New regulations for doctors dealing with euthanasia cases have been criticised as too harsh and difficult to implement by assisted suicide organisations.

The guidelines agreedExternal link yesterday by the Swiss Medical Association notably state that “assisted suicide for healthy persons is not medically and ethically justifiable”. As such, a healthy person who wants to end their life must in future prove that their suffering is “unbearable”, and that “other options have been unsuccessful or are rejected by the patient as unreasonable”.

Patients should also have at least two meetings – at least two weeks apart – with a doctor before the final decision, for “detailed discussions” to ensure that their desire is “well-considered and enduring”.

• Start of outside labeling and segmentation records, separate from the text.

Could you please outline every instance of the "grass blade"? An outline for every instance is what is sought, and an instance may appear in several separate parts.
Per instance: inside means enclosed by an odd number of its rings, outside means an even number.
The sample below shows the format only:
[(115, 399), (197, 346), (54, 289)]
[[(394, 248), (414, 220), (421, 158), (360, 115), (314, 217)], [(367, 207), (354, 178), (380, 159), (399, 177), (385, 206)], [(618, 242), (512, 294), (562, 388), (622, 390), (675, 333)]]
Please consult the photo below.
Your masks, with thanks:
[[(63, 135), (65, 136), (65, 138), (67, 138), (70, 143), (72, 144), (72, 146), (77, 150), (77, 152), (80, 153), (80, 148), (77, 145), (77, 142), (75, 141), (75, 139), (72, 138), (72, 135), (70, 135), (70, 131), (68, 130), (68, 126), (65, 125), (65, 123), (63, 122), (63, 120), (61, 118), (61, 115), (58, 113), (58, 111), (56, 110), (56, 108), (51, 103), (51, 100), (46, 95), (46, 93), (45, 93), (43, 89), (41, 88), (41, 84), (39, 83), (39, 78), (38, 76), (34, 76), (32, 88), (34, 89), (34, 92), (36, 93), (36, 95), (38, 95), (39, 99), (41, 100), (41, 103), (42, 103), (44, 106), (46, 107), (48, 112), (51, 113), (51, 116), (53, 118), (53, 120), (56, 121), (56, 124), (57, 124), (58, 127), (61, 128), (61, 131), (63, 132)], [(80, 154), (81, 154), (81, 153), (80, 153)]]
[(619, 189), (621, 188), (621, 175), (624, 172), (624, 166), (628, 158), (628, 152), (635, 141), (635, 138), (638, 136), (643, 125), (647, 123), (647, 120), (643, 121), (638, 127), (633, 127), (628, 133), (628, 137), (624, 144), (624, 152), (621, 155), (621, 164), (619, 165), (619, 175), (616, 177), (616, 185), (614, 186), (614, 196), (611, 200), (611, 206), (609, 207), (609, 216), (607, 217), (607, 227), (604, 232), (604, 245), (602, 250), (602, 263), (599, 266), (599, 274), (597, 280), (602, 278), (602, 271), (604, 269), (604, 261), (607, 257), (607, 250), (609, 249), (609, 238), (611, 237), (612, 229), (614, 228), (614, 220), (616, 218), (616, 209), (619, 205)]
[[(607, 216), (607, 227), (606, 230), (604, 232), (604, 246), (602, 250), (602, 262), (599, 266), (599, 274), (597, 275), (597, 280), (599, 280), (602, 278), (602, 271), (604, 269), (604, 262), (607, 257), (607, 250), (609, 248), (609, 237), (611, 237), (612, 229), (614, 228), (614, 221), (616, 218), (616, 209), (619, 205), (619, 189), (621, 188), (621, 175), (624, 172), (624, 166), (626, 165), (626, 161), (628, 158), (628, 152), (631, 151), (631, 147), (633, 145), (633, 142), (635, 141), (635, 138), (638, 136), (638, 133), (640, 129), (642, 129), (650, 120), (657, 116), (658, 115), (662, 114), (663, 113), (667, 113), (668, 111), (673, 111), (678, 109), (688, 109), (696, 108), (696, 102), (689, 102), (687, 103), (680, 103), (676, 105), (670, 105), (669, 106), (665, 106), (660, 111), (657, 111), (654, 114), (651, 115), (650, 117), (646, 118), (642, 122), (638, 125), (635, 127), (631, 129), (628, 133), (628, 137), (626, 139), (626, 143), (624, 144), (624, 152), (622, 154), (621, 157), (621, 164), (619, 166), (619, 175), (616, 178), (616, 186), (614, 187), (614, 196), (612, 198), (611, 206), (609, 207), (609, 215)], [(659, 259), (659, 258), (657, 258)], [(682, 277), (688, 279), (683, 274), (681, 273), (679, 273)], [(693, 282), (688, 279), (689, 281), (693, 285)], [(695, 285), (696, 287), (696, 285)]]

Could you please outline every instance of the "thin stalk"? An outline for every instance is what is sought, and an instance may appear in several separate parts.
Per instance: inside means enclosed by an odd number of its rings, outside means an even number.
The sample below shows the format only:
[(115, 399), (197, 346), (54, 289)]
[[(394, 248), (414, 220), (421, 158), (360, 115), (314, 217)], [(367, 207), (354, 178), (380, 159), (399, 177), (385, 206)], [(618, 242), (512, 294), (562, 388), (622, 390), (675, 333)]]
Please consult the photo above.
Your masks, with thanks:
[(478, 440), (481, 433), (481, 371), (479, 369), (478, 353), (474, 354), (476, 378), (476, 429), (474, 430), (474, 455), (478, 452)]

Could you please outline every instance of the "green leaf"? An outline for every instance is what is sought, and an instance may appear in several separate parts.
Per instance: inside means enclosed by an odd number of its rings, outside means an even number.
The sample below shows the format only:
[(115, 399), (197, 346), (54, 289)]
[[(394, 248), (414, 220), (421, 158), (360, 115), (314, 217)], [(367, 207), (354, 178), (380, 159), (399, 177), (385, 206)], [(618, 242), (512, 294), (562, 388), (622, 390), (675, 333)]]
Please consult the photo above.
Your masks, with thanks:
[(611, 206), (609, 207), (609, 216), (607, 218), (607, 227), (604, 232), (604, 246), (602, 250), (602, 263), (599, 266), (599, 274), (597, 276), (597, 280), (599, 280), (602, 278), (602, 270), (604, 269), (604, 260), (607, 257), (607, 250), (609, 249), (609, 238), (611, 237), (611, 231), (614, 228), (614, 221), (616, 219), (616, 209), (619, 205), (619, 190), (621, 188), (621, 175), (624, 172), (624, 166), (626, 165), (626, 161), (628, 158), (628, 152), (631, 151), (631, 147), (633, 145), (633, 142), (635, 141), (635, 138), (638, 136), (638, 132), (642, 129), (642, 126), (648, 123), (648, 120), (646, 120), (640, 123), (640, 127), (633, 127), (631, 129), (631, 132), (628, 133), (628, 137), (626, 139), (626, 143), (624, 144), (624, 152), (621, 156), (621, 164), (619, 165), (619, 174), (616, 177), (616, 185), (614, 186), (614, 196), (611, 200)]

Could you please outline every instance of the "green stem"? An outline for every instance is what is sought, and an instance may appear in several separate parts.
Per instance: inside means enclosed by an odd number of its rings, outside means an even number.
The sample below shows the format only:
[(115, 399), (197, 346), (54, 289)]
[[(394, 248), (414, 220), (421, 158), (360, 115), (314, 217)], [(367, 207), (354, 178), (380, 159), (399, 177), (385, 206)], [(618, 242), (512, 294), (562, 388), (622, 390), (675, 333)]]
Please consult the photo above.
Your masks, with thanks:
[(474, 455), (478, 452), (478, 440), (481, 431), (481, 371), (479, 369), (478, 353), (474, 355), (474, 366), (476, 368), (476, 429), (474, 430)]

The move brings the medical association directly into line with the ethical guidelines agreed in 2018 by the Swiss Academy of Medical Sciences. While not legally binding, they will form part of the deontological code to be adhered to by doctors in future.

Infringement of rights?

In a joint statement, the major Swiss assisted suicide organisations said the guidelines were legally inadmissible, and would make it more difficult to provide help to those who want to end their lives. Notably, the requirement that a doctor decide on the “severity” of a patient’s condition is an infringement of the individual right to define the extent of one’s subjective suffering, they say.

Jean-Jacques Bise, co-president of the EXIT Suisse romande group, told public radio RTS that the new regulations were unpractical – specifically the requirement to sit for two interviews with a doctor beforehand, which he said would be difficult to enforce in urgent cases.

Swiss law tolerates assisted suicide when patients commit the act themselves and helpers have no vested interest in their death. It has been legal in the country since the 1940s, and assisted suicides represent around 1.5% of the 67,000 deaths recorded on average each year.